Bagian - 15

745 107 5
                                    

"Nak, buka mulutnya dong! Cantik, aaaa ...." Magani terus membujuk anaknya agar mau membuka mulut. Tapi, bayi berusia enam bulan lebih satu minggu ini tetap kekeuh dengan pendiriannya. Menggeleng-gelengkan kepala, tanda penolakan. "Nak, ayo dong, buka mulutnya, cah ayu! Enak enak, yuk!"

Tidak berhasil, Magani sedikit frustasi. "Kenapa, Lau? Enak ini! Tuh, lihat, Papa makan nih." Magani coba mengajari anaknya makan bubur. "Enak loh, Cah Ayu. Papa nggak bohong."

"Biar saya saja, Pak." Serobot si baby sitter Laura yang sejak tadi berada di sampingnya. "Sambil diajak jalan-jalan ke depan rumah, adek seneng, makannya pasti lahap, Pak."

"O gitu?" Beo Magani bodoh, sembari menyerahkan mangkuk kecil pada pengasuh anaknya. "Ya sudah kalau gitu, kamu suapin. Padahal tadinya aku mau belajar nyuapin, mumpung lagi libur kerja. Ternyata susah ya, Lau, nyuapin kamu." Dikecupi kening Laura, sebelum diambil alih oleh baby sitternya.

"Makan yang banyak ya, Nduk. Biar cepat gedhe." Pesannya pada sang buah hati.

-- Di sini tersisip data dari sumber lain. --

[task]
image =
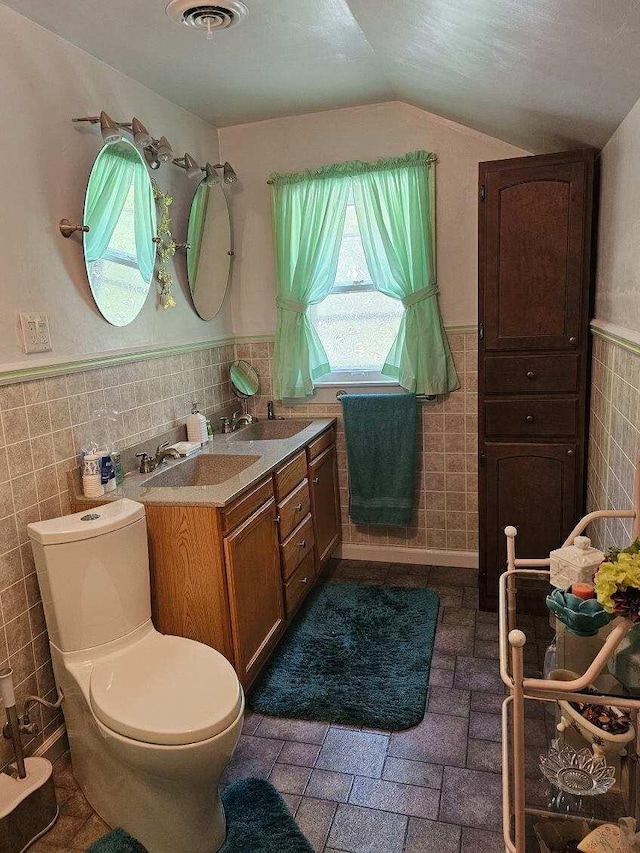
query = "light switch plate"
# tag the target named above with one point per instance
(35, 332)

Magani pasti sudah gila. Pertemuannya yang terakhir dengan Gemma, membuatnya harus berulang kali mengecek ponsel. Pesan yang ia kirimkan dua hari lalu tidak kunjung mendapat balasan.

"Dipandangin aja terus foto Mbak Gemma. Sampai meleleh, sampai orangnya kegigit-gigit di rumahnya sana, karena ada yang lagi mikirin segitunya." Suara Arwinda membuat Magani buru-buru mematikan layar ponsel. "Sudah terlanjur ketahuan. Nggak ada gunanya ditutup-tutupi lagi."

"Chatku nggak dibalas-balas sama dia." Keluh Magani, kepalang tanggung. "Dari beberapa hari yang lalu."

"Hah? Sama Mbak Gemma nggak dibalas?" Sembur Arwinda. "Aku tadi pagi baru aja chat langsung dibalas tuh. Mau antar ibu kontrol."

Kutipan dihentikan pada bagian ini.